Why Advanced Analytics Is in Your Future

Basic reporting and analytics are now competitive table stakes across industries. As 2020 approaches, more companies are using sophisticated algorithms to drive higher levels of efficiency, reduce costs and risks, drive additional revenue, improve customer experience and more. If organizations want to become truly agile in today's dynamic business environment, they have to continually improve their operations and evolve the ways they're using analytics.

"If you're not using advanced analytics yet, you're in trouble," said Bill Franks, chief analytics officer at the International Institute for Analytics (IIA). "Twenty years ago, if you were doing some type of analytics you had competitive advantage. Now if you're not doing analytics, you're falling behind. If companies don't push to adopt the new stuff, it's going to become a problem over time."

What Is Advanced Analytics?

Advanced analytics, like data science, lacks a standard description, although characteristically, it involves prediction. Deep learning, neural networks, cognitive computing, and AI come to mind because the algorithms have capabilities traditional input/output systems just can't provide.

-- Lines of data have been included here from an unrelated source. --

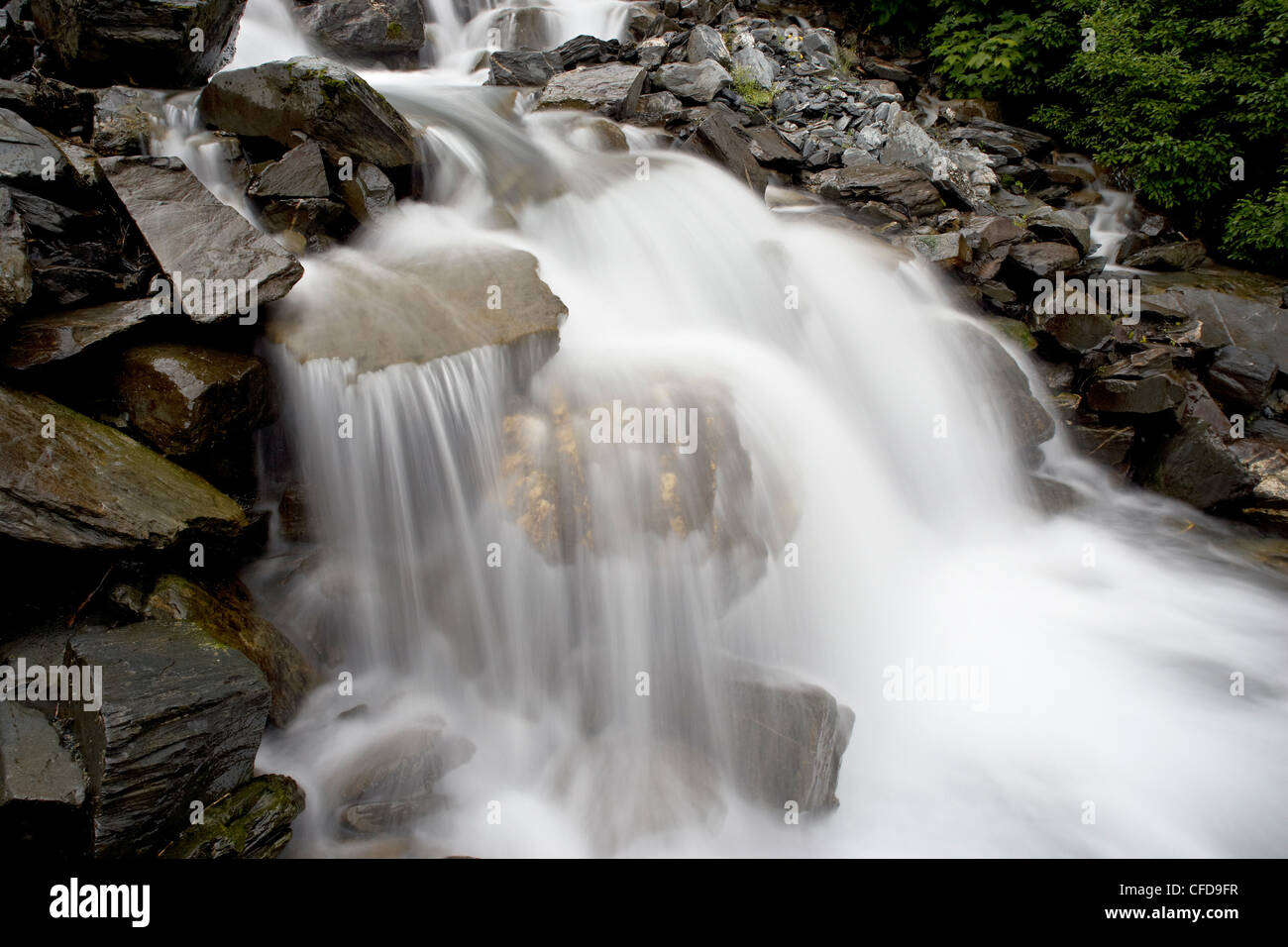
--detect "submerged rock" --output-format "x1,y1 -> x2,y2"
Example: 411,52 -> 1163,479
160,775 -> 304,858
0,388 -> 246,549
31,0 -> 246,89
197,55 -> 419,168
58,621 -> 269,858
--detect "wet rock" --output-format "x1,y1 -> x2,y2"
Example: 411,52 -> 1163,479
1009,243 -> 1081,279
728,681 -> 854,813
99,154 -> 304,322
537,63 -> 648,119
805,161 -> 944,217
488,52 -> 564,86
1142,420 -> 1252,510
1124,240 -> 1207,269
295,0 -> 425,65
1207,346 -> 1279,407
197,56 -> 419,168
31,0 -> 246,89
117,343 -> 273,458
0,388 -> 246,549
0,299 -> 155,369
652,59 -> 733,103
0,108 -> 71,191
89,85 -> 164,155
143,575 -> 318,727
248,142 -> 331,198
58,621 -> 269,857
0,700 -> 87,857
690,26 -> 733,66
160,775 -> 304,858
0,188 -> 33,322
267,245 -> 567,372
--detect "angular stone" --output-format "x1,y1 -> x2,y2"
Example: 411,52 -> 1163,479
537,63 -> 648,119
160,775 -> 304,858
31,0 -> 246,89
197,55 -> 419,168
58,621 -> 269,857
0,388 -> 246,549
267,245 -> 567,372
653,59 -> 733,103
99,158 -> 304,322
116,343 -> 273,458
145,575 -> 318,727
248,142 -> 331,198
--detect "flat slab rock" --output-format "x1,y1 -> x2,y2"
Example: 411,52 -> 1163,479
267,246 -> 567,372
99,158 -> 304,322
58,621 -> 269,857
0,386 -> 246,549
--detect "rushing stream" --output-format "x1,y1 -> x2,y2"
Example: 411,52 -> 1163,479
156,0 -> 1288,857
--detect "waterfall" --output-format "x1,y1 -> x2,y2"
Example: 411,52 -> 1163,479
168,0 -> 1288,857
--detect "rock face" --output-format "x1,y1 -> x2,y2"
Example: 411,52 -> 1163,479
729,681 -> 854,811
268,246 -> 567,371
0,699 -> 86,854
58,621 -> 269,857
143,575 -> 317,727
117,344 -> 273,458
295,0 -> 425,64
161,775 -> 304,858
0,388 -> 246,549
99,158 -> 304,322
198,56 -> 417,168
537,63 -> 648,119
31,0 -> 246,89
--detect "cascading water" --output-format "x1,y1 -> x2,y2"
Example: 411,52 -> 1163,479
167,0 -> 1288,856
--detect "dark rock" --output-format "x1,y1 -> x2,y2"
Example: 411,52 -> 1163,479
1124,240 -> 1207,269
58,621 -> 269,857
197,56 -> 419,168
31,0 -> 246,89
0,700 -> 87,857
160,775 -> 304,858
0,388 -> 246,549
248,142 -> 331,198
537,63 -> 648,119
145,575 -> 318,727
116,343 -> 273,458
99,157 -> 304,322
652,59 -> 733,103
488,52 -> 564,86
89,85 -> 164,155
295,0 -> 425,65
0,299 -> 154,369
1143,420 -> 1252,510
728,681 -> 854,813
1207,346 -> 1279,407
805,161 -> 944,217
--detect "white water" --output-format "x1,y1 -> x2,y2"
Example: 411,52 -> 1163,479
170,0 -> 1288,857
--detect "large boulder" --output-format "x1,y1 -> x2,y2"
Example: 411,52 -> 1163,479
99,158 -> 304,322
295,0 -> 425,64
117,343 -> 273,458
31,0 -> 246,89
268,245 -> 567,371
537,63 -> 648,119
143,575 -> 318,727
197,55 -> 419,168
160,773 -> 304,858
0,388 -> 246,549
58,621 -> 269,857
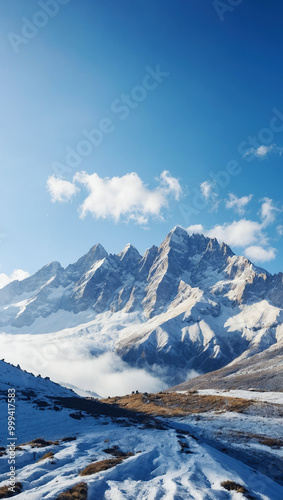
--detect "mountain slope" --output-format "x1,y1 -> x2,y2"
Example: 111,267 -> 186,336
0,362 -> 283,500
0,227 -> 283,386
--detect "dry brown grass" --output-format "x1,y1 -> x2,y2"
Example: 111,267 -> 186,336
0,483 -> 23,498
16,438 -> 60,450
221,481 -> 254,500
231,431 -> 283,449
103,392 -> 255,417
56,483 -> 87,500
79,452 -> 134,476
37,451 -> 54,462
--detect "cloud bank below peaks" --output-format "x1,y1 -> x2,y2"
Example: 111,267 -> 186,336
47,170 -> 182,225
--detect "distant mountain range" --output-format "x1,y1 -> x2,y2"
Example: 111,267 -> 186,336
0,226 -> 283,391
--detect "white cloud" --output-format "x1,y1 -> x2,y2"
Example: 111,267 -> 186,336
47,175 -> 78,203
260,198 -> 281,226
160,170 -> 182,200
0,269 -> 30,288
188,219 -> 266,247
245,245 -> 276,262
200,181 -> 214,200
1,335 -> 166,397
243,144 -> 283,159
48,170 -> 182,225
200,181 -> 220,212
225,193 -> 253,215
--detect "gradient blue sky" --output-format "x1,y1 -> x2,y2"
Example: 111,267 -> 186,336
0,0 -> 283,274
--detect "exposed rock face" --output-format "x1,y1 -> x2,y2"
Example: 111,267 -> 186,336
0,227 -> 283,383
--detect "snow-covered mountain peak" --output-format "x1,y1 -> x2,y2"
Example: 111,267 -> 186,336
118,243 -> 142,262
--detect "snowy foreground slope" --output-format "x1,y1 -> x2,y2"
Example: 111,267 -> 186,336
0,362 -> 283,500
0,227 -> 283,395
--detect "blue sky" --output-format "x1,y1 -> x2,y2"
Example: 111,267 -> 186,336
0,0 -> 283,282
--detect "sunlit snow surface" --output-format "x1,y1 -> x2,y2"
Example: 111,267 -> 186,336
0,362 -> 283,500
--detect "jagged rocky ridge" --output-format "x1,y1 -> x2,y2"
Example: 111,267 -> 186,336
0,227 -> 283,385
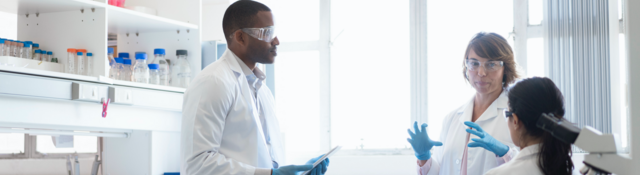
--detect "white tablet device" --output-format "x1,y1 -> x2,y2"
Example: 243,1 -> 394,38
302,145 -> 342,175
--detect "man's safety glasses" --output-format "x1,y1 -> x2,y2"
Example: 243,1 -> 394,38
236,26 -> 276,43
467,60 -> 504,72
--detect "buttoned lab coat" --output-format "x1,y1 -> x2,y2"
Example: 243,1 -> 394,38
427,92 -> 518,175
180,50 -> 284,175
486,144 -> 544,175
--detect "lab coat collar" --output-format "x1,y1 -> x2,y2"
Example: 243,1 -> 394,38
514,144 -> 540,159
458,90 -> 509,123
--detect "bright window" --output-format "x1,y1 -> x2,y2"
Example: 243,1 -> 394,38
528,0 -> 543,25
526,38 -> 545,77
331,1 -> 411,149
0,133 -> 25,154
428,0 -> 513,142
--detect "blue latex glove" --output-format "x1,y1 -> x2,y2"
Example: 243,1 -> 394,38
464,121 -> 509,157
271,165 -> 313,175
407,121 -> 442,160
305,154 -> 329,175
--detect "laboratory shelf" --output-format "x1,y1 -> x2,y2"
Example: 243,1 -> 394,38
106,5 -> 198,35
113,80 -> 186,93
8,0 -> 198,34
0,65 -> 105,84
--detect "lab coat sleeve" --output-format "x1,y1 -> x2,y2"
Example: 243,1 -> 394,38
183,76 -> 256,175
418,110 -> 458,175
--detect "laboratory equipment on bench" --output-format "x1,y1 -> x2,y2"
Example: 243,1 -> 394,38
149,64 -> 160,85
91,155 -> 102,175
76,50 -> 84,75
73,155 -> 80,175
171,50 -> 191,88
133,53 -> 149,84
87,53 -> 94,76
120,59 -> 133,81
107,47 -> 117,80
64,48 -> 76,74
536,113 -> 637,175
67,155 -> 73,175
47,51 -> 53,62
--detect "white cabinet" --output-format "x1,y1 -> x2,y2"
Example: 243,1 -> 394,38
0,0 -> 202,174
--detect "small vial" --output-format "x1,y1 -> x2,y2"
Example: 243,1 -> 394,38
44,51 -> 53,61
14,43 -> 24,58
76,52 -> 85,75
149,64 -> 160,85
38,50 -> 47,61
20,43 -> 31,59
120,59 -> 133,81
31,43 -> 40,60
113,57 -> 124,80
65,48 -> 76,74
33,49 -> 42,61
0,39 -> 6,56
87,53 -> 94,76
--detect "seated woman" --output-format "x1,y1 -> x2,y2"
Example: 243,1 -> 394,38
486,77 -> 573,175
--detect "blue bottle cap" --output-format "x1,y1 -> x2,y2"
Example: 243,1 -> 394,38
118,52 -> 129,59
123,59 -> 131,65
149,64 -> 160,69
136,53 -> 147,60
153,48 -> 165,55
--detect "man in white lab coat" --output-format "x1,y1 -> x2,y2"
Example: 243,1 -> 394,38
180,0 -> 328,175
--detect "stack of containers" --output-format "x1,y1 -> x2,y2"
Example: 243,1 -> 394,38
133,53 -> 149,84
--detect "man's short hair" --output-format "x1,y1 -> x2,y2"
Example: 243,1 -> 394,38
222,0 -> 271,43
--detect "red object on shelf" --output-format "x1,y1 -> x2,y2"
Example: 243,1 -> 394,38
109,0 -> 124,8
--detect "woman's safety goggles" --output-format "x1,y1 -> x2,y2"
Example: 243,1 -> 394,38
466,60 -> 504,72
242,26 -> 276,43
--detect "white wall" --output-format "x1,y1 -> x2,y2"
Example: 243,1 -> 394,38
0,11 -> 18,40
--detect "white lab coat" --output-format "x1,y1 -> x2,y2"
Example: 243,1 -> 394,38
427,92 -> 517,175
180,50 -> 284,175
486,144 -> 544,175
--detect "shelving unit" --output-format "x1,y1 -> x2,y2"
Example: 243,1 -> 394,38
0,0 -> 202,174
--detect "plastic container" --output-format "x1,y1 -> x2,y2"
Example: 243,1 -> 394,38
149,64 -> 160,85
45,51 -> 53,61
31,43 -> 40,60
76,51 -> 85,75
0,39 -> 6,56
120,59 -> 133,81
20,42 -> 31,59
64,48 -> 76,74
171,50 -> 191,88
39,49 -> 47,61
113,57 -> 124,80
33,49 -> 42,61
133,53 -> 149,84
87,53 -> 95,76
14,43 -> 24,58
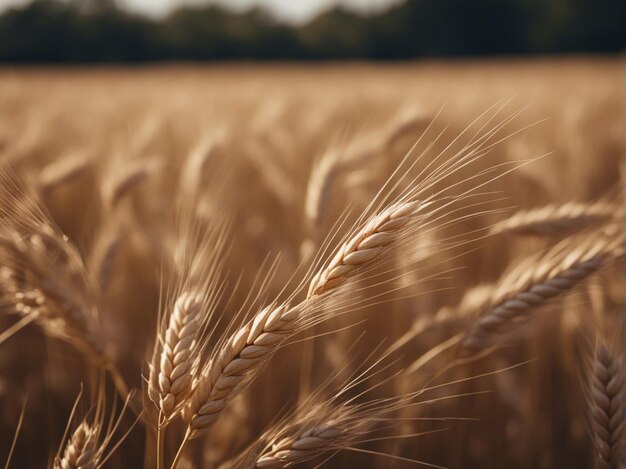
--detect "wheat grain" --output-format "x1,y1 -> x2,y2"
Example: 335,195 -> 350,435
489,201 -> 621,236
461,227 -> 624,355
588,344 -> 626,469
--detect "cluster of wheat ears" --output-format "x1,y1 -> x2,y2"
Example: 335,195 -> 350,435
0,63 -> 626,469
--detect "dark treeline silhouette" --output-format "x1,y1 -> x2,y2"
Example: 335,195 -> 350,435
0,0 -> 625,63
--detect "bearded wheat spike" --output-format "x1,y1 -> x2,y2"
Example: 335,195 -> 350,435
489,201 -> 622,236
308,201 -> 425,298
220,396 -> 372,469
54,422 -> 100,469
0,223 -> 104,362
148,292 -> 203,421
254,409 -> 354,468
304,152 -> 341,230
183,197 -> 425,438
588,345 -> 626,469
183,304 -> 299,438
461,227 -> 624,355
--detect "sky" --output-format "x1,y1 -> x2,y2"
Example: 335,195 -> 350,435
0,0 -> 399,24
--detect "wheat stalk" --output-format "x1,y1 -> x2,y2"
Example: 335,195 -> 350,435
54,422 -> 100,469
148,292 -> 205,425
182,304 -> 300,439
308,201 -> 424,298
489,200 -> 622,236
587,344 -> 626,469
461,227 -> 624,355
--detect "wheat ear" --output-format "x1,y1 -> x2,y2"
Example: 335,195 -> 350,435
489,201 -> 621,236
588,344 -> 626,469
183,197 -> 422,438
461,227 -> 624,355
148,292 -> 204,425
308,201 -> 424,298
183,304 -> 300,439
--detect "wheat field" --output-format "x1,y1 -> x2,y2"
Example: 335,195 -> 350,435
0,57 -> 625,469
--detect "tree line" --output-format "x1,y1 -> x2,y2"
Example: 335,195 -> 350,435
0,0 -> 625,63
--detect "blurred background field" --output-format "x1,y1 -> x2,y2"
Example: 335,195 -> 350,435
0,56 -> 624,467
0,0 -> 626,469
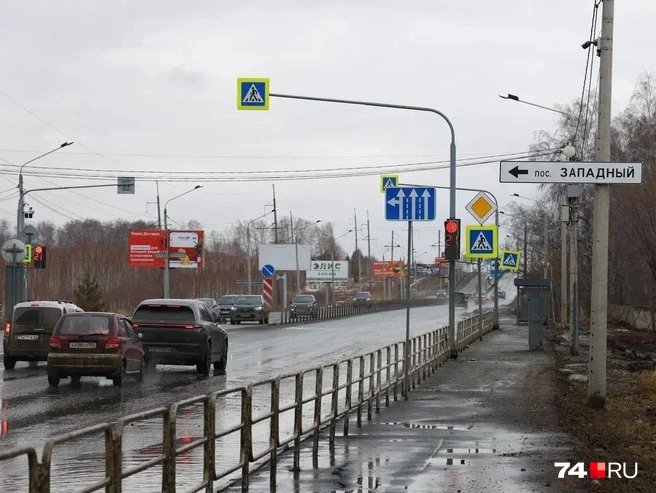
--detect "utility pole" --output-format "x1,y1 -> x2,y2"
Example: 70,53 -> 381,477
588,0 -> 615,409
367,211 -> 374,292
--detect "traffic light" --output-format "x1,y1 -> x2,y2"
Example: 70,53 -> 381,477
32,245 -> 46,269
444,219 -> 460,260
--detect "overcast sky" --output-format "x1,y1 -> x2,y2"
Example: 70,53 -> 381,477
0,0 -> 656,261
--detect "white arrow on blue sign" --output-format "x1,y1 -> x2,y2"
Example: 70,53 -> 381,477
385,187 -> 436,221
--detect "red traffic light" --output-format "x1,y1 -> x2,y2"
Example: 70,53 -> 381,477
444,221 -> 458,234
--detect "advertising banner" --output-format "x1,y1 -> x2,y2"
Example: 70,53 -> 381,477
374,260 -> 405,279
305,260 -> 348,282
128,229 -> 204,269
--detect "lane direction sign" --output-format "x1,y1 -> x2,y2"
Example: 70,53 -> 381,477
380,175 -> 399,193
499,161 -> 642,185
465,192 -> 497,224
501,250 -> 521,271
385,187 -> 436,221
237,77 -> 269,110
262,264 -> 276,278
465,225 -> 499,258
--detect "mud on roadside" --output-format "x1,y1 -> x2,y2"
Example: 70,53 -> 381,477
547,324 -> 656,493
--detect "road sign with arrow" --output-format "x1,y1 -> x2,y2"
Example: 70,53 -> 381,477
499,161 -> 642,185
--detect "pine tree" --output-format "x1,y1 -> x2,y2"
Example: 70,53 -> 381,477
74,271 -> 105,312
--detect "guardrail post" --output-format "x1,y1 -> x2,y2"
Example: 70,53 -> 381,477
312,366 -> 323,469
105,421 -> 123,493
329,363 -> 339,450
203,394 -> 216,493
293,373 -> 303,471
344,358 -> 353,437
356,356 -> 365,428
269,377 -> 280,491
239,385 -> 253,491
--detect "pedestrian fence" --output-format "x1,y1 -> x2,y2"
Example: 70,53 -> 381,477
0,312 -> 493,493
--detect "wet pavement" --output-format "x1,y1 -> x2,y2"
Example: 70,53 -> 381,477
243,318 -> 577,493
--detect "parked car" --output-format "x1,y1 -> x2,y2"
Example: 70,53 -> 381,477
289,294 -> 319,320
230,294 -> 269,325
132,299 -> 228,375
196,298 -> 221,323
2,301 -> 82,370
47,312 -> 146,387
218,294 -> 242,324
353,291 -> 371,303
453,292 -> 469,309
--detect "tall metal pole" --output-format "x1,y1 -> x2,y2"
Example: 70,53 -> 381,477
403,221 -> 412,401
367,211 -> 374,292
588,0 -> 615,409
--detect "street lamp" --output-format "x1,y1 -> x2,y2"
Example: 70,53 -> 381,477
246,209 -> 276,294
330,229 -> 353,305
16,142 -> 73,239
164,185 -> 203,298
289,211 -> 321,295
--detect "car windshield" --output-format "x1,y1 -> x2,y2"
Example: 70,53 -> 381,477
219,295 -> 239,305
235,296 -> 262,306
132,305 -> 195,322
57,315 -> 111,335
13,306 -> 62,330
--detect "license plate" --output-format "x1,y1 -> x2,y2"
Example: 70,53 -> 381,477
69,342 -> 96,349
16,334 -> 39,341
148,347 -> 173,353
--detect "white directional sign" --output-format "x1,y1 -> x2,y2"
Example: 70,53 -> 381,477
499,161 -> 642,185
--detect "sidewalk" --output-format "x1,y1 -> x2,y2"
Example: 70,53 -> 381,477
243,318 -> 584,493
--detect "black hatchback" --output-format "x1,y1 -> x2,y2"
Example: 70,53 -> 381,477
132,299 -> 228,375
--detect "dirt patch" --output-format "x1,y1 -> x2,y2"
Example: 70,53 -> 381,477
548,326 -> 656,493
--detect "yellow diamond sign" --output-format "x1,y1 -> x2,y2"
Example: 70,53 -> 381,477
466,192 -> 497,224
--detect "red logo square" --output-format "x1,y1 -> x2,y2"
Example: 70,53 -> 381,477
590,462 -> 606,479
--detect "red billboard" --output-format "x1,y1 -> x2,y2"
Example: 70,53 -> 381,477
128,229 -> 204,269
374,260 -> 405,279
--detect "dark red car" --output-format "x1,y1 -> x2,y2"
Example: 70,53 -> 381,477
47,312 -> 145,387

"What's commercially possible to do has expanded significantly," said Chris Mazzei, chief analytics officer at professional services company EY. "Decreasing technology costs and the explosion of data changes what's possible to do with analytics, and [the possibilities] are growing every year. That, combined with competitive pressures means if you're not looking for ways to reduce costs, enhance customer experience, create new products and services, if you don't want to manage risks radically different and better, you're in trouble."

Most companies start with basic analytics and then increase the level of sophistication as they begin to realize the limitations of their existing systems. Disruptors are an exception because they use advanced analytics early on in an attempt to outthink and outmaneuver the existing players.

Whether your company is trying to compete more effectively or just stay relevant, advanced analytics is in your future, sooner or later. The question is whether your company will lead or follow. Either way, now is the time to learn all you can about advanced analytics so you understand what benefits it can drive for your company.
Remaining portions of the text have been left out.